- Theatrical release poster
- Directed by: Joanna Arnow
- Written by: Joanna Arnow
- Produced by: Graham Swon; Pierce Varous;
- Starring: Scott Cohen; Babak Tafti; Joanna Arnow; Michael Cyril Creighton; Alysia Reiner;
- Cinematography: Barton Cortright
- Edited by: Joanna Arnow
- Music by: Robinson Senpauroca
- Production companies: Magnetic Labs; Ravenser Odd; Nice Dissolve;
- Distributed by: Magnolia Pictures
- Release dates: May 19, 2023 (Cannes); April 26, 2024 (United States);
- Running time: 87 minutes
- Country: United States
- Language: English
- Box office: $82,083

= The Feeling That the Time for Doing Something Has Passed =

The Feeling That the Time for Doing Something Has Passed is a 2023 American comedy film, written by, directed by, and starring Joanna Arnow. It also stars Scott Cohen, Babak Tafti, Arnow, Michael Cyril Creighton and Alysia Reiner. Sean Baker serves as an executive producer.
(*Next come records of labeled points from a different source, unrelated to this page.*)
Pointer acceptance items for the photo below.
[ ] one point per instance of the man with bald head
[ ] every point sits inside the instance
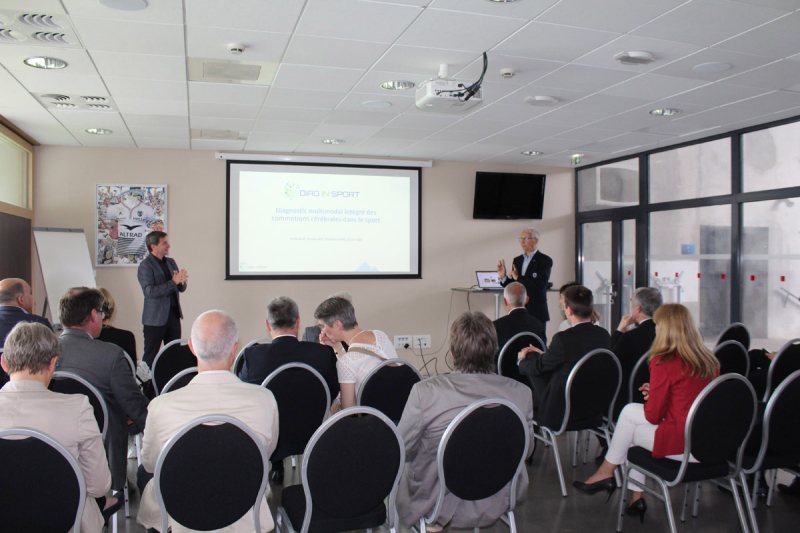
(215, 390)
(16, 305)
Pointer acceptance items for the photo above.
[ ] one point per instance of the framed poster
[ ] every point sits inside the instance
(125, 215)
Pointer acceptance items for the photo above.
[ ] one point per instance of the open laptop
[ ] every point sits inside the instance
(488, 279)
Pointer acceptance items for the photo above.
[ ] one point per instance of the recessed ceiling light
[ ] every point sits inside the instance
(397, 85)
(376, 104)
(635, 57)
(666, 112)
(45, 62)
(711, 68)
(541, 100)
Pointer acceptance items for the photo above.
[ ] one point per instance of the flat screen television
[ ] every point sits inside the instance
(501, 195)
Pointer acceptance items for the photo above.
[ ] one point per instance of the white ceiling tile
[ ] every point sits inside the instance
(130, 37)
(706, 22)
(213, 43)
(227, 93)
(304, 98)
(140, 66)
(318, 78)
(776, 39)
(325, 52)
(452, 30)
(538, 40)
(151, 106)
(378, 22)
(244, 14)
(654, 86)
(609, 15)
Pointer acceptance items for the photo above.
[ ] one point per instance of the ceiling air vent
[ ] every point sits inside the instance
(46, 22)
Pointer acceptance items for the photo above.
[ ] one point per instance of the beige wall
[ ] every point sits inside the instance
(453, 244)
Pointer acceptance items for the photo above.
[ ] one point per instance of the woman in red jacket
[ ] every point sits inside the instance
(680, 368)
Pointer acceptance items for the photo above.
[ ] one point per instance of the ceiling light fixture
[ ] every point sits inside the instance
(45, 62)
(665, 112)
(397, 85)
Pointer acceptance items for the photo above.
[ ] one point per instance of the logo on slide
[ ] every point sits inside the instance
(292, 190)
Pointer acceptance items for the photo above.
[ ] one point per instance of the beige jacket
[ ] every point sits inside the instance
(209, 393)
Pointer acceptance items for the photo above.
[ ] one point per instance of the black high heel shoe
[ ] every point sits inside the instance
(639, 507)
(609, 485)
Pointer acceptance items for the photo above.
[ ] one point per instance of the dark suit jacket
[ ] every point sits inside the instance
(262, 359)
(629, 347)
(535, 281)
(10, 315)
(157, 288)
(104, 365)
(553, 367)
(517, 321)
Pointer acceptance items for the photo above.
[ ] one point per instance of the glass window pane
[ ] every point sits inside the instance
(597, 267)
(694, 171)
(769, 158)
(13, 173)
(690, 259)
(609, 186)
(770, 282)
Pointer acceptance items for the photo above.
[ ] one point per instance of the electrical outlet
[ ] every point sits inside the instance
(422, 341)
(402, 341)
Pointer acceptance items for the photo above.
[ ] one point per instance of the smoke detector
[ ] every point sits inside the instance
(635, 57)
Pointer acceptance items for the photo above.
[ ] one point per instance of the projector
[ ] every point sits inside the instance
(446, 96)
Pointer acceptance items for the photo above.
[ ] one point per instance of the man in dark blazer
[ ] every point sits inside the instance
(518, 318)
(161, 283)
(548, 371)
(105, 366)
(532, 269)
(283, 323)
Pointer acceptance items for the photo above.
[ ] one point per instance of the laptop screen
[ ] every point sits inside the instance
(488, 279)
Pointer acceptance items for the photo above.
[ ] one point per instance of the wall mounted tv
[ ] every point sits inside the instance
(500, 195)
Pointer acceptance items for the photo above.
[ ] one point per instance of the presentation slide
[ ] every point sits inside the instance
(295, 220)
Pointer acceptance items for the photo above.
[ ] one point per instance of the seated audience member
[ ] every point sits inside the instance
(432, 405)
(366, 349)
(121, 337)
(283, 323)
(548, 371)
(518, 318)
(16, 305)
(30, 356)
(680, 368)
(214, 391)
(105, 366)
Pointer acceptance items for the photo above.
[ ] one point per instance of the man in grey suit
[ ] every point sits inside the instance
(105, 366)
(433, 404)
(161, 283)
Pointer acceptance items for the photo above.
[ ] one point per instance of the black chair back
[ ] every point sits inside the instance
(785, 362)
(34, 468)
(387, 387)
(304, 402)
(180, 380)
(69, 383)
(172, 358)
(592, 388)
(736, 332)
(507, 361)
(733, 358)
(483, 450)
(206, 495)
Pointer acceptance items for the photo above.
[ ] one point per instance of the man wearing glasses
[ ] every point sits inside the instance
(532, 269)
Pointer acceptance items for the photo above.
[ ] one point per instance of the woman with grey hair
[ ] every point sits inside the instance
(366, 349)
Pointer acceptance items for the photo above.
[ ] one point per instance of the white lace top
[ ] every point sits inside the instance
(353, 367)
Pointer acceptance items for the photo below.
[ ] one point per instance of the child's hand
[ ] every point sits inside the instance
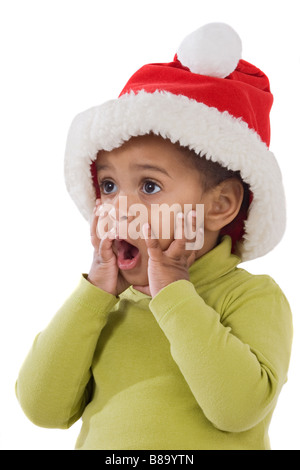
(104, 272)
(165, 267)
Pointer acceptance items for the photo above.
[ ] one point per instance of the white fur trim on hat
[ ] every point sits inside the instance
(219, 136)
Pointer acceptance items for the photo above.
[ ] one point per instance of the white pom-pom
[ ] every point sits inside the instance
(214, 50)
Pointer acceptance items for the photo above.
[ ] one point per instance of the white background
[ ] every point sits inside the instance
(60, 57)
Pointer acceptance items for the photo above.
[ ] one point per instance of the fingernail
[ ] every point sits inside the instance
(145, 229)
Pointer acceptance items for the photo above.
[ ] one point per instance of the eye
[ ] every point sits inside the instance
(107, 187)
(150, 187)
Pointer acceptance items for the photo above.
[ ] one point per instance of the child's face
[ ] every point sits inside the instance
(146, 170)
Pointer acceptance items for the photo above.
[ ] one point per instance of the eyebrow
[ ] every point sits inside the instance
(138, 166)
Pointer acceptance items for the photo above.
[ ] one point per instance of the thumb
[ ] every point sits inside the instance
(152, 242)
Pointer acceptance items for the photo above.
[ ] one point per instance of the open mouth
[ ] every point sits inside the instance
(127, 254)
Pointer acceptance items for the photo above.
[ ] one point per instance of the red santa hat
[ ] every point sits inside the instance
(207, 99)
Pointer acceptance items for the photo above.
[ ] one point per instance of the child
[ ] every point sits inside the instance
(160, 346)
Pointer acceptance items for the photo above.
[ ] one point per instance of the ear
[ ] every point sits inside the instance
(223, 204)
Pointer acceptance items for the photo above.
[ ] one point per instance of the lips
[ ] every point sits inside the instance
(127, 254)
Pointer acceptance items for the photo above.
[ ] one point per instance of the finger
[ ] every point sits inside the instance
(93, 230)
(176, 248)
(152, 242)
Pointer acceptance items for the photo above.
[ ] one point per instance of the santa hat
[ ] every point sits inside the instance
(207, 99)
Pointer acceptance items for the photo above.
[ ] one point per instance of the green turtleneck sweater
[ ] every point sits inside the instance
(199, 366)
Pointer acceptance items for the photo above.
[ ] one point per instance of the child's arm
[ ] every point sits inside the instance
(236, 365)
(52, 386)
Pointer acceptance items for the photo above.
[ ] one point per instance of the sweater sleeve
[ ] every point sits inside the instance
(53, 384)
(235, 365)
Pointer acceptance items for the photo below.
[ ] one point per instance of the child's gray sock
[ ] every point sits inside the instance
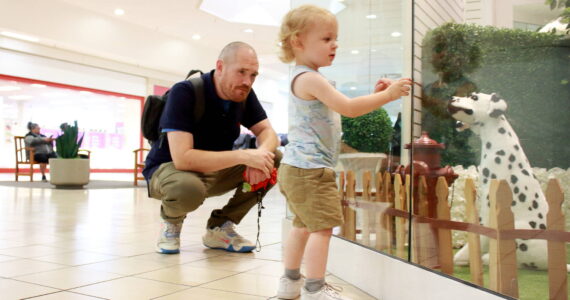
(294, 274)
(313, 285)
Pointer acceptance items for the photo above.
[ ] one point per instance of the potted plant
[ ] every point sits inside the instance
(68, 170)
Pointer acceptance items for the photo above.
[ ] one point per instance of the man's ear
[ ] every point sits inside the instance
(497, 106)
(219, 66)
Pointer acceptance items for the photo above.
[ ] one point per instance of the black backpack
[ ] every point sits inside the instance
(154, 105)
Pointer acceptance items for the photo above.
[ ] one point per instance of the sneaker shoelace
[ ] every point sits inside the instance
(333, 291)
(173, 230)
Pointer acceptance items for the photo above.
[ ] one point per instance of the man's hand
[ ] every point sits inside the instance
(261, 160)
(254, 176)
(399, 88)
(382, 84)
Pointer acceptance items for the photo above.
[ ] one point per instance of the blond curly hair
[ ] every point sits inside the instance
(296, 22)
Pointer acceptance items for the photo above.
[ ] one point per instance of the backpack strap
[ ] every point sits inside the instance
(199, 98)
(199, 101)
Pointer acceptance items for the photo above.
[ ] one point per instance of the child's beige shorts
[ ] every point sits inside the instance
(312, 195)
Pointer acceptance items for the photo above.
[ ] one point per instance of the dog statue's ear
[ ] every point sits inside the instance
(497, 106)
(495, 97)
(460, 126)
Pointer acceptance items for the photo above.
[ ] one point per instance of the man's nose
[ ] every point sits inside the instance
(247, 81)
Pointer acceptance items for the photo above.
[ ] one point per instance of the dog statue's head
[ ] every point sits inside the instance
(476, 109)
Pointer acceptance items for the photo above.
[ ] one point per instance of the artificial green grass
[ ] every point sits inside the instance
(533, 285)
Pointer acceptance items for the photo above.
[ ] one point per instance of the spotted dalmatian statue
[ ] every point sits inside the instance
(502, 157)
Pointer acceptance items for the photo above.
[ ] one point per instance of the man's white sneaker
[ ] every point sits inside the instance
(327, 292)
(289, 288)
(226, 238)
(169, 238)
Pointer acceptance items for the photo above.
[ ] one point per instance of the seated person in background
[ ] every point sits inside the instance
(43, 147)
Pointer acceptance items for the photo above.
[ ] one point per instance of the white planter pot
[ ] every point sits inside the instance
(69, 172)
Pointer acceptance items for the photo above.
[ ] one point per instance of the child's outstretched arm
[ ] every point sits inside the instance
(312, 85)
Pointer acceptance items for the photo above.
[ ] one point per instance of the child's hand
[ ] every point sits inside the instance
(399, 88)
(382, 84)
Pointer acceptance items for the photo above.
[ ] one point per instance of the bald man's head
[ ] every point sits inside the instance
(228, 53)
(236, 70)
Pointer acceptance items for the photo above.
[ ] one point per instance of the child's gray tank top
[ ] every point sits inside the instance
(314, 131)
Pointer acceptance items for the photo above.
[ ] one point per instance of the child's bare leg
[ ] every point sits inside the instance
(43, 169)
(316, 253)
(295, 247)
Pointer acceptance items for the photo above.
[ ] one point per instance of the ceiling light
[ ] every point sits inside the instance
(20, 97)
(9, 88)
(24, 37)
(258, 12)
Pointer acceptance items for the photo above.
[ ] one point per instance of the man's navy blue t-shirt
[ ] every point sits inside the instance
(218, 128)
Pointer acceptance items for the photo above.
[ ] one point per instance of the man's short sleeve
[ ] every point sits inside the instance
(178, 112)
(254, 112)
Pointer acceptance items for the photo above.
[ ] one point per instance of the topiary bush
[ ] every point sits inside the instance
(67, 145)
(530, 70)
(368, 133)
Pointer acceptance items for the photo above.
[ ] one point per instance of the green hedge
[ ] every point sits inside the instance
(530, 70)
(368, 133)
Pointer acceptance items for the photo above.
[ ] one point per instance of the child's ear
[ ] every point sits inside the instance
(296, 42)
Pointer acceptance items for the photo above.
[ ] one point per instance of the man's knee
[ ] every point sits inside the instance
(277, 158)
(186, 194)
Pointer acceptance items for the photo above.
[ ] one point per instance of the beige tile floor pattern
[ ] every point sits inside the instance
(99, 244)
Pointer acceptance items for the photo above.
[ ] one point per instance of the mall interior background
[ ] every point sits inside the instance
(65, 60)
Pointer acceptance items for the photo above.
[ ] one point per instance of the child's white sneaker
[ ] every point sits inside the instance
(327, 292)
(289, 288)
(169, 238)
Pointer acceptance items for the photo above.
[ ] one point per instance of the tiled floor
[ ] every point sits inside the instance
(99, 244)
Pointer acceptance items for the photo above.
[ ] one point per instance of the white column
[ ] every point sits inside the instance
(407, 112)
It had its world premiere at the 76th Cannes Film Festival in the Directors' Fortnight section on May 19, 2023. It was released in the United States on April 26, 2024.

==Plot==
Ann is a 33-year-old woman in a long-term casual BDSM relationship with Allen, who dominates her. Ann is emotionally detached from her anonymous corporate job, from her judgmental parents, and from her uninterested dom. At work, she receives an award for one year of service despite having been there for more than three years, and her manager has her working on a project that would make her own job obsolete.

She begins seeing Thomas, a younger man who composes scores for children's films, though that relationship quickly peters out when he gets back together with his ex. Her sister crashes at Ann's place as her sister's marriage is on the rocks due to her husband's infidelity. At work, Ann's manager gets laid off, while she is given new responsibilities and a new title, despite not wanting them.

She meets Elliot, a dom who seems to be much more invested in roleplay than her previous partners. He dresses her in a "fuckpig" costume and is generally much more demeaning and controlling. Initially, this appeals to Ann, but he doesn't like that she requires aftercare following their sessions, and she gets bored of his attempts at public humiliation. Her sister begins to get more involved with her life, often frustrating Ann, and her boss, Karl, starts micromanaging her.

She asks her sister to move out after her sister realizes that Ann is in a relationship, something Ann has never confided to anyone in her family. She starts seeing Allen again but withdraws when she learns he is a Zionist, though she is apologetic about it soon after. Ann takes a break from all her relationships to go on a vacation with her parents, who are highly critical of her. Her dad plays guitar and sings while she's trying to read, and her mother is condescending to her.

Ann's friends help her make a dating profile on a non-fetish site. She goes on a series of dates, though none of them turn into anything until she meets Chris, with whom she bonds over a shared love of A League of Their Own. The two begin seeing each other, though Ann is uncertain if they are casual or serious. They continue to bond, but Ann has trouble communicating with him as she is used to having men tell her what to do rather than take her feelings into account.

She starts spending more time with her parents and taking on more responsibilities at work. When a coworker Ann spends a lot of time with gets another job, Ann frames some photographs he took and leaves them for him as a going-away present. Her relationship with Chris begins to get more serious, and she tries to get him into BDSM. He initially seems uncomfortable with the idea, but the two begin trying to incorporate domination and submission into their relationship.

However, she falls into old habits, getting back together with Allen, despite the fact that he continues to show little interest in her life. The film ends without revealing whether she breaks up with Chris.

==Cast==
- Joanna Arnow as Ann
- Scott Cohen as Allen
- Babak Tafti as Chris
- Michael Cyril Creighton as Karl
- Alysia Reiner as Sister
- Keith Poulson as Simon
- Peter Vack as Thomas
- Parish Bradley as Elliot

==Release==
The film premiered at the 2023 Cannes Film Festival in the Directors' Fortnight section on May 19, 2023. Shortly after, Magnolia Pictures acquired U.S. distribution rights to the film. It also screened at the Toronto International Film Festival on September 9, 2023, New York Film Festival on October 5, 2023, AFI Fest on October 27, 2023, and San Francisco IndieFest on February 10, 2024. It was released in the United States on April 26, 2024.

==Reception==
 Metacritic, which uses a weighted average, assigned the film a score of 77 out of 100, based on 16 critics, indicating "generally favorable" reviews.